Not that the senator doesn’t still love the guy, it’s just that his buddy can be so black sometimes.
“His intent isn’t to destroy. It’s to create dependency because it worked so well for him. I don’t say that critically. As an African American male, coming through the progress of everything he experienced, he got tremendous benefit through a lot of these programs … So it’s very important not to get mad at the man. And I understand, his philosophy—there’s nothing wrong with his philosophy other than it’s goofy and wrong [laughter]—but that doesn’t make him a bad person.”
Look at that section again. It’s condescending, borderline racist, and factually insupportable. What programs, exactly, have been of such tremendous benefit to African Americans, generally, and to the president, specifically—and, the implication is, to the exclusion of everyone else (read: whites)?
And this is his fking friend!
It was Coburn who asked the government to find offsets before helping the people of Moore—his constituents—after May’s killer tornadoes, including the need to build storm shelters for them.
"If you're living in that area of Moore in Oklahoma, the likelihood of being hit by another tornado is about zero in terms of odds,” Coburn said during an interview on MSNBC’s “Morning Joe.”
From John Irving’s The World According to Garp: “We'll take the house. Honey, the chances of another plane hitting this house are astronomical. It's been pre-disastered.

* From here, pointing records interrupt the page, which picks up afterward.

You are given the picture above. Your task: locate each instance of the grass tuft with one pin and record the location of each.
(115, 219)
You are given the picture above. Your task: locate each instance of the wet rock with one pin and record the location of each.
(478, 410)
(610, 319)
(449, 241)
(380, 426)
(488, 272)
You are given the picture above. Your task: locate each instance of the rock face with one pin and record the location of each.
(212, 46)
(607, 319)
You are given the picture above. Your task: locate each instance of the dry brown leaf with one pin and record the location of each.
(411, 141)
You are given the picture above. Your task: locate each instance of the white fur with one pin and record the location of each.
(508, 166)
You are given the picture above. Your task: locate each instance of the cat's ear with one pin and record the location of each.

We're going to be safe here."
I digress.
And it was Coburn, an OB/GYN, who looked at the Constitution of the United States and said it could use a fresh perspective.
“I used to have a great fear of constitutional conventions,” Coburn said, according to Tulsa World. “I have a great fear now of not having one.”
Yeah, because there’s nothing scary about taking a document written by Gouverneur Morris, Edmund Randolph, and James Madison and allowing the likes of Representative Markwayne Mullin, who’s not entirely certain how many branches of government there are, to take a red pencil to it.
These are the shoes Shannon or Lankford will promise to fill.
I think we should all have a drink now and split a Percocet.
One more thing: whoever loses shouldn’t toss out his yard signs and bumper stickers. Senator Inhofe, who recently went under the knife for a quadruple bypass, will likely win re-election in November, two weeks before turning 80.
The GOP crazy train will be coming ‘round the mountain again… this time with Bridenstine aboard—and who-knows-how-many from that town-hall meeting, lining the route, waving to welcome it.